= Swamp Baby =

Swamp Baby was a Canadian rock band from Toronto, Ontario, active in the 1990s. They are most noted for collaborating with Michael Turner and Peter J. Moore on the music for the film Hard Core Logo; their song "Who the Hell Do You Think You Are?" won the Genie Award for Best Original Song at the 17th Genie Awards in 1996.

The original band members who played on the first album Swamp Baby (1990), were vocalist Steve Cowal, guitarists Randall Bergs and Ërno Vlasics, bassist Rick Sentence and drummer Jim Mattachione. Ërno Vlasics left the band shortly after the first album was recorded and was replaced by guitar player Mark Bosa. The new line up recorded their second album Rock Heavy Ripple (1995). Both albums were recorded under the independent label First Stone Productions; Moore was the producer of both albums.

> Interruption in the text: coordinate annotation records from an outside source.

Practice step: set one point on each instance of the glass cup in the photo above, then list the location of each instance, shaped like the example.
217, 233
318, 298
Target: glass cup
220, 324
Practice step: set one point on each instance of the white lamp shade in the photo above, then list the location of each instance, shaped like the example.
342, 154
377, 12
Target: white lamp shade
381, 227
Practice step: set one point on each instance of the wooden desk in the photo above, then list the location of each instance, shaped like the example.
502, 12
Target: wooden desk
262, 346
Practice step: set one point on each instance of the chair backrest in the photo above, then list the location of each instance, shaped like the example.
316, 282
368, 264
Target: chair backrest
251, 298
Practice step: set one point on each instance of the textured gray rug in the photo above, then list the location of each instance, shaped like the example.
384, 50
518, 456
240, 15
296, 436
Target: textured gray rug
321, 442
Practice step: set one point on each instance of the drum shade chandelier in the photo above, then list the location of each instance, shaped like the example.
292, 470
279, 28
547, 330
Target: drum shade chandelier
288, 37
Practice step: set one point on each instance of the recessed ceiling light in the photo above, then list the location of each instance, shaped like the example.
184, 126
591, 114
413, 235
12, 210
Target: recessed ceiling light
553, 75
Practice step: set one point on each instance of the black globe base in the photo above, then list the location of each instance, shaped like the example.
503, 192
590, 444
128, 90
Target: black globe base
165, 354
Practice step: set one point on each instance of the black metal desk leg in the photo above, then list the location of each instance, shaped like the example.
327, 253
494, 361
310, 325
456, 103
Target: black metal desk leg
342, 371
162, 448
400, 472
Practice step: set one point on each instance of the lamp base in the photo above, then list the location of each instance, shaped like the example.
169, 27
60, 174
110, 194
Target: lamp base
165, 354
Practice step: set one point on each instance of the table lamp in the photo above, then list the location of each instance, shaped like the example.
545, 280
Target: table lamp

Although the band's own music followed a classic rock style that typically saw them compared to Dr. Hook & the Medicine Show, The Black Crowes and The Doors, several of the band's members had prior experience in punk rock bands, leading Moore to ask them to help compose and produce the music for the film. The new line up of Cowal, Bergs, Bosa, Sentence and Mattachione played all of the film's songs, although lead actor Hugh Dillon performed lead vocals in lieu of Cowal.

The band did not record or release any further material after the Hard Core Logo soundtrack.